With or without my diagnosis being identified, I have stigma, so I reach out. I protect myself and promote myself. I try to be prepared to handle different treatment from everyone and any situation. I aim to remain calm and optimistic and have empathy.
I continue to be involved in research on mental health after publishing a project as a co-author in 2016 with the University of British Columbia in the Department of Psychiatry. I have just become a part of the Family Research Advisory Panel with the UBC Faculty of Medicine. Having personally lived with a mental health diagnosis for close to thirty years, I truly appreciate the chance to understand and contribute to research and studies in academics and healthcare, especially how that relates to children, youth and families.

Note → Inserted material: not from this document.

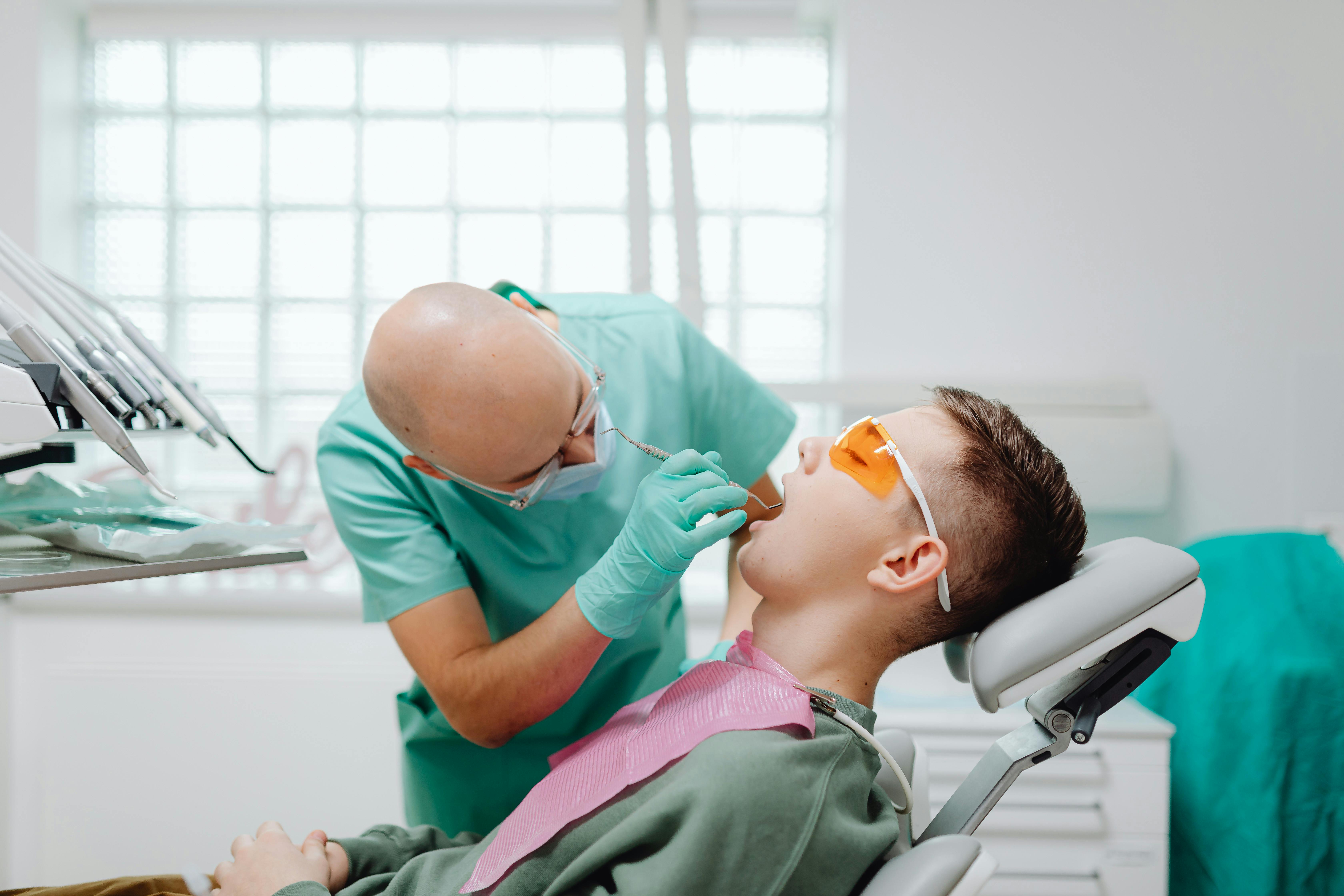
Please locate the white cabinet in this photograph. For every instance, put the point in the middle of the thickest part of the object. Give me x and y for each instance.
(146, 733)
(1089, 823)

I am currently a support worker. I work with kids who need extra help in elementary schools. I have also worked with youth and adults with developmental disabilities and mental illness. I retired as an electrician and construction worker, mainly due to physical injury and finding opportunity in mental health research and support work.
Don’t let stigma get you down. Life is hard sometimes. That is a fact of life. Stories and kindness help. Empathy and optimism help.

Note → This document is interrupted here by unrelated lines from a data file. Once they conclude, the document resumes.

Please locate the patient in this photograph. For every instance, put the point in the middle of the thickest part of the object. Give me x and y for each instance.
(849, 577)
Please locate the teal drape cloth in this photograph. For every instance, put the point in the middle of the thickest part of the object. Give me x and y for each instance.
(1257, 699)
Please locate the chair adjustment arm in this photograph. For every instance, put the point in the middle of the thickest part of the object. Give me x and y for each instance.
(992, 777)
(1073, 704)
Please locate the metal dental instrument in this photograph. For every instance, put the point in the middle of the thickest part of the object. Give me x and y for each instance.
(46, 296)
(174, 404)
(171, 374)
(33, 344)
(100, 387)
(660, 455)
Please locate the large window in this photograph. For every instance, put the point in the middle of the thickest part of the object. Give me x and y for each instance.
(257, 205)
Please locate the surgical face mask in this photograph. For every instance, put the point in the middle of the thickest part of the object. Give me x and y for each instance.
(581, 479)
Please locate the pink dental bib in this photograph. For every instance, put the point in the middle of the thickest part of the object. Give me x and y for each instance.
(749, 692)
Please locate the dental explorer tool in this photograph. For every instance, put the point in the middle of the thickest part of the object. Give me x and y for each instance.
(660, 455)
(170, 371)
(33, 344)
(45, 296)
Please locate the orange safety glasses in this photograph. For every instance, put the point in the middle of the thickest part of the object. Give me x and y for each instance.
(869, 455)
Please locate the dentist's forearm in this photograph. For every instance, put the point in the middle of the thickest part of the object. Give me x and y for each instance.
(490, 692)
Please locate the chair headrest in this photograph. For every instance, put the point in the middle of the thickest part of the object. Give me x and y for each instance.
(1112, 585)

Make good friends. My wife has been one of my best friends since the early 1990’s because we talk with honesty, care and humour.
For mental health, I always aim to maintain physical health by getting enough exercise, getting enough sleep, and having a nutritious diet. If I need help, I get in touch with healthcare and I always follow through with prescriptions. When I suffered the worst from my mood disorder, the strategy of calming myself became so important. Deep breathing and self-reassuring words have been most valuable in helping me to ground myself in stressful or surreal times. In my study with UBC, the focus on maintaining “Hope” is a key to mental health. I build my own hope with optimism. I learn to adapt by knowing that things will always work out, one way or another. Efforts in optimism help me to get past moods that could otherwise be awful or terrifying.
I set my hopes high to include everyone. If I show empathy for others to try to understand their feelings, it seems more likely that they will show empathy for me. Empathy is our ability and the work we do to understand how other people feel. We work with others best if we understand their needs. Some of us just hope for a cup of water, a meal, clothes, shelter and a bed. Others hope for some other cool things, maybe electronics or even vacations and cars. We may want more friends or more time with our friends. Sometimes to get through stigma and illness it just takes people from our social network to show empathy and engage on our needs.
We can always find hope. I make that clear to myself. I don’t let myself deny it. When I am feeling not well or if I am feeling stressed out, I look to what I am doing today. I look to find some moment of enjoyment or progress. I look to helpful memories and even just to feel glad when I can have thoughts to myself to think about things. I also look forward to success in tomorrow, whether that is a high score, a good grade or just some comfort and fun. For the benefit of everyone I aim to maintain Respect and Empathy for other people and their goals. In my life, for mental health and for my goals, I aim to be Calm and Optimistic.